In seeking political support to end the more egregious abuses of animals with which they became familiar, they turned to those with whom they were familiar, their Conservative elected officials. The issues that primarily concerned those early activists regarded dogs, cats, and vivisection of laboratory animals.

It should have been immediately apparent to those early activists that they were imploring the enemy for help. Of course, they had no clue.

Even then Conservative politicians were firmly in the grasp of Big Pharm and the medical lobby, and concerns about abuse and torture of animals in medical research fell upon deaf ears. Activists were placated with lip service about stray dogs and cats, and they went away feeling they had impacted those in positions to help.

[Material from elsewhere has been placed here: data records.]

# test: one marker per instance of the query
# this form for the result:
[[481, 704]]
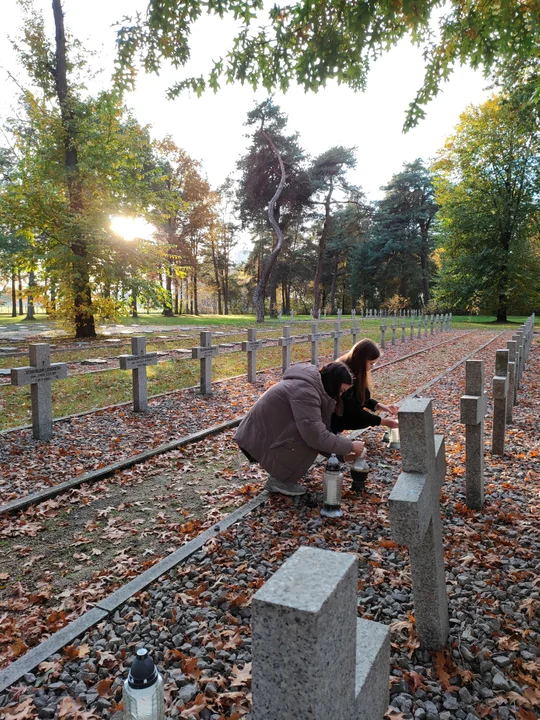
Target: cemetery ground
[[197, 617]]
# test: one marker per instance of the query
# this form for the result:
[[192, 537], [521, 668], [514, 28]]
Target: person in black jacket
[[359, 408]]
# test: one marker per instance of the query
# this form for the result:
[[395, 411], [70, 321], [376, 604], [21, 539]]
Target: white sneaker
[[273, 485]]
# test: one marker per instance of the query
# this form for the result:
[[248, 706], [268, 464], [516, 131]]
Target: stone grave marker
[[354, 331], [473, 406], [312, 656], [511, 346], [500, 392], [285, 343], [251, 347], [518, 337], [415, 518], [336, 334], [39, 375], [314, 338], [137, 363], [205, 353]]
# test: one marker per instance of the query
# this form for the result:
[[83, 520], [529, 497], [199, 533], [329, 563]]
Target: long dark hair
[[333, 376], [356, 360]]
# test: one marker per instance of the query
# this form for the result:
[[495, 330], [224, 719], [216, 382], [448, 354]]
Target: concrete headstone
[[473, 407], [415, 518], [312, 656]]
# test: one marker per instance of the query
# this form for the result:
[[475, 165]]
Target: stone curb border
[[63, 418], [16, 670], [101, 473]]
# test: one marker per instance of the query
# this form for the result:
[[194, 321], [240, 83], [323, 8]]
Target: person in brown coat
[[290, 424]]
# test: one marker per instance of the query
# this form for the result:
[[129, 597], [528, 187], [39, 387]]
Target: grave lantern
[[332, 486]]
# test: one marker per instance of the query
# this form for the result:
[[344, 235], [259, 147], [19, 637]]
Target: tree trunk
[[167, 306], [502, 291], [21, 306], [53, 298], [13, 293], [30, 314], [260, 291], [322, 248], [424, 260], [82, 292], [195, 293], [333, 289], [134, 310]]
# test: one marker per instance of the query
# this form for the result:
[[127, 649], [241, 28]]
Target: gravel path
[[196, 620]]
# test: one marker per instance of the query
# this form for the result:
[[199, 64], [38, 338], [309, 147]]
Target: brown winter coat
[[290, 424]]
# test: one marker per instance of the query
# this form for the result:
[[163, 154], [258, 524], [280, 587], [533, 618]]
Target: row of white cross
[[41, 372], [437, 323]]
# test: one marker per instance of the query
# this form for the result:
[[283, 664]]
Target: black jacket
[[355, 415]]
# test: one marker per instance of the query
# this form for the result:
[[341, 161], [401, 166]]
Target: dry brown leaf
[[104, 687], [243, 676], [22, 711]]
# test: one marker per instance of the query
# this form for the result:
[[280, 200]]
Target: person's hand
[[358, 447]]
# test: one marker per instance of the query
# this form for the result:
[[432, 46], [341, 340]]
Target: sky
[[211, 128]]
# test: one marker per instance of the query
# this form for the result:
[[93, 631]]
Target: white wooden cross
[[354, 331], [314, 338], [39, 376], [205, 353], [285, 343], [336, 334], [383, 333], [137, 363], [415, 518], [251, 347]]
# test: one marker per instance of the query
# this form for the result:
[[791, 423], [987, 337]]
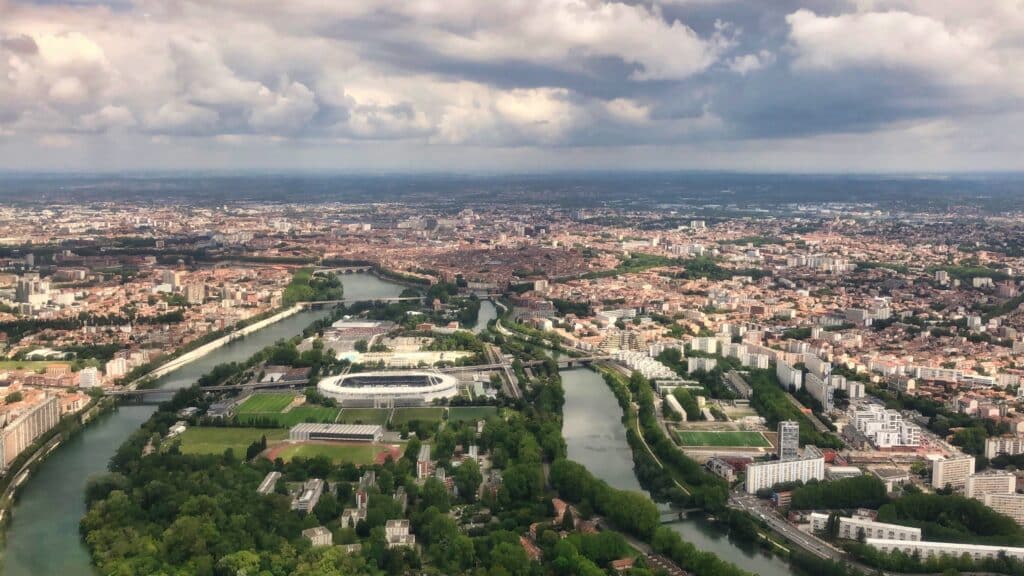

No such help was ever received. But the enactment of the Animal Protection Act in 1966, engineered by Republican Robert Dole and signed into law by Democrat Lyndon Johnson, convinced the rather naive activists that animal issues transcended partisan political agendas, and that the plights of animals, and the solutons to those plights were totally apolitical.

Almost 50 years later the damage done by that misguided notion is only begining to be recognized.

Since those early years of the animal movement the country has come under the growing influence of Big Business, Wall Street, the Banks, Big Oil, and Big Agriculture. Their power is based upon the politicians whose campaigns they finance and whom they bestow with contributions and gifts. They are rewarded with the passage of legislation they favor and with the appointments of industry insiders and lobbyists to position of authority in agencies regulating those very industries. The result is as predictable as it is pernicious: Industries are running the government, at least insofar as legislation and regulatory oversight is concerned.

And it is just that legislation and oversight which operates against the interests of animals where they conflict with the interests of business.

The result is Big Oil destroying wildlife habitats, Big Pharm is killing millions of laboratory animals each year, Big Ag is opposing any relief to the suffering of animals trapped in the food system, Conserative politicians are defending puppy mills, circuses, and aquatic parks, as free enterprise,

Even with the mountain of evidence that Conservative politicians are the mouthpieces for business, apologists for the exploitation of animals, and defenders of animal cruelty, there are still animal acivists who refuse to look at the evidence and who defend the Conservatives’ records.

Fortunately, those activists are advancing in years and giving way to a younger, more politically astute crop of animal defenders and movement leaders.

This next generation of activists is better educated, more Liberal,
historically informed, and possessed of worldviews that embrace universal rights and the struggle for both human and animal liberation.

The Animal Rights movement has its dinosaurs: they are older, politically unsophisicated, philosophically adrift, and clutching feverishly to the notion that somehow Republicans and Conservative Democrats share their interests. They have to believe it, lest their whole world crumbles around them. They will have been proven to have been wrong for the entirety of their lives.